On Divers Arts, The Treatise of Theophilus, John G. Hawthorne and Cyril Stanley Smith, translators. University of Chicago Press 1963, 1976. Also available in a Dover edition; I do not know if the translation is the same.
This is a medieval craftsman's manual, probably from the 12th century. It contains one section on the art of the painter, one on the art of the worker in glass, and one on the art of the metalworker. The third section is much the longest and most detailed, and it seems likely that the author was himself a metalworker. It includes instructions on setting up a shop, making tools, and using them for a series of projects.
The Treatises of Benvenuto Cellini on Goldsmithing and Sculpture, C.R. Ashbee, translator. Dover 1967.
Cellini was a sixteenth century Italian craftsman, author of both this book and a famous autobiography. The treatise on goldsmithing contains a great deal of technical information on period techniques, mixed with anecdotes designed to demonstrate the superlative wisdom and skill of the author.
Metalwork and Enamelling, by Herbert Maryon. Dover 1971.
Maryon worked for many years at the British Museum; he was responsible, among other things, for the reconstruction of the Sutton Hoo treasure.

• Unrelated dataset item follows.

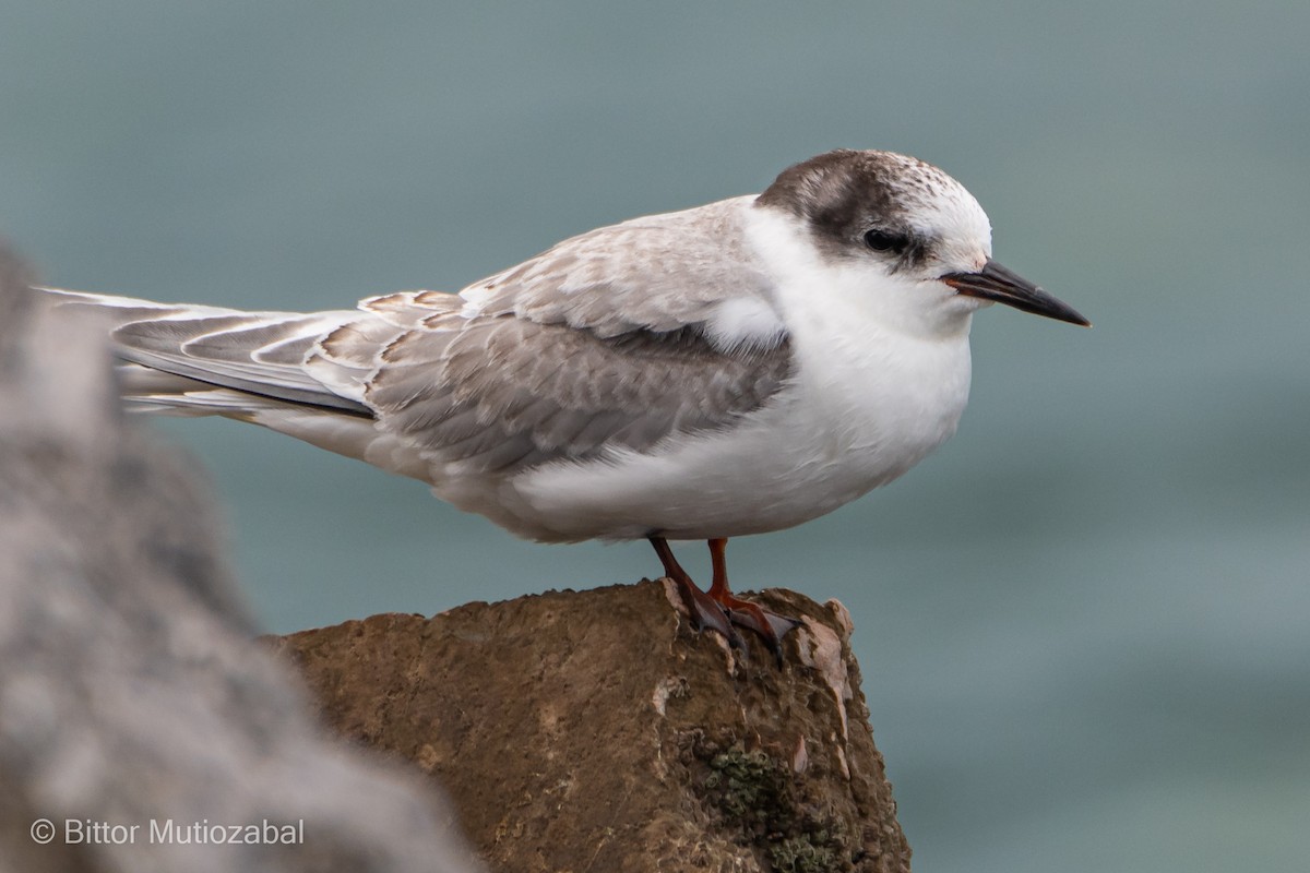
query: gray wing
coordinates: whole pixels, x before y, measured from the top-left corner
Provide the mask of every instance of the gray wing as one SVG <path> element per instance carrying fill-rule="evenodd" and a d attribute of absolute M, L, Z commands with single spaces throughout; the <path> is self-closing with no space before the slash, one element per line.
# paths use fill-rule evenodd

His book is a detailed and carefully written manual. It should be particularly useful to SCA jewelers for two reasons. First, he describes many period techniques, not as matters of merely antiquarian interest but as practical ways of making jewelry. Second, he assumes that the reader will have to do a good deal of improvisation, including making much of his own equipment. In one of his chapters on soldering, for example, he not only explains how to make a jeweler's furnace but even tells the reader how to make his own charcoal.
These three books are the best sources I know of for learning how to make period jewelry.
Most of the books on historical jewelry that you will come across are coffee table books, designed more for beauty than information. While they contain pictures of some magnificent pieces, they tend to be mostly the same pieces in every book. It is worth getting one or two such books (preferably second hand, or remaindered, or on discount from Publishers Central, since they are usually expensive otherwise), but the additional information you get from additional books decreases rapidly.
Three exceptions to this rule are:
Jewellery of the Ancient World, by Jack Ogden, Rizzoli, 1982.
Jewellery Through 7000 Years, British Museum Publications Limited, 1976.
Jewelry Ancient to Modern, Anne Garside Ed., Viking Press, 1979.
The first of these contains the most careful and scholarly discussion of what stones and techniques were used when that I have ever seen. Unfortunately, since Ogden's subject is jewellery in classical antiquity, he says relatively little about the Middle Ages and Renaissance. The second book describes the collection of the British Museum, and the third the collection of the Walters Gallery in Baltimore. Each contains pictures and descriptions of a large number of pieces. They provide the closest approximation available (short of going to museums) to primary sources for jewelry history.
If a really adequate secondary source on jewelry history has been written, I have not seen it. The closest thing I know of is not a jewelry book at all but a costume manual: Costume and Fashion by Herbert Norris. Along with his description of the clothing of each period he has a fairly detailed discussion of the jewelry. Since he is writing about English costume, the information is useful for western European personae, less useful for others.
Three other books I would recommend are:
Anglo-Saxon Jewellery, by Ronald Jessup. Shire Publications, 1974.
European Enamels, by Isa Belli Barsali, translated by Rudolf Rudorff. Hamlyn, 1969.
Medieval Goldsmith's Work, by Isa Belli Barsali, translated by Margaret Crosland. Hamlyn, 1969.
These are relatively small books, each specializing in a particular area. There are probably other, similar, books that I have not come across. One can also sometimes get information on jewelry from books on a specific culture, such as The Viking or Treasures of Ireland.
[Originally printed in A Book of Bibliographies for the Arts and Sciences in the Current Middle Ages, Airmid Godwin, ed.]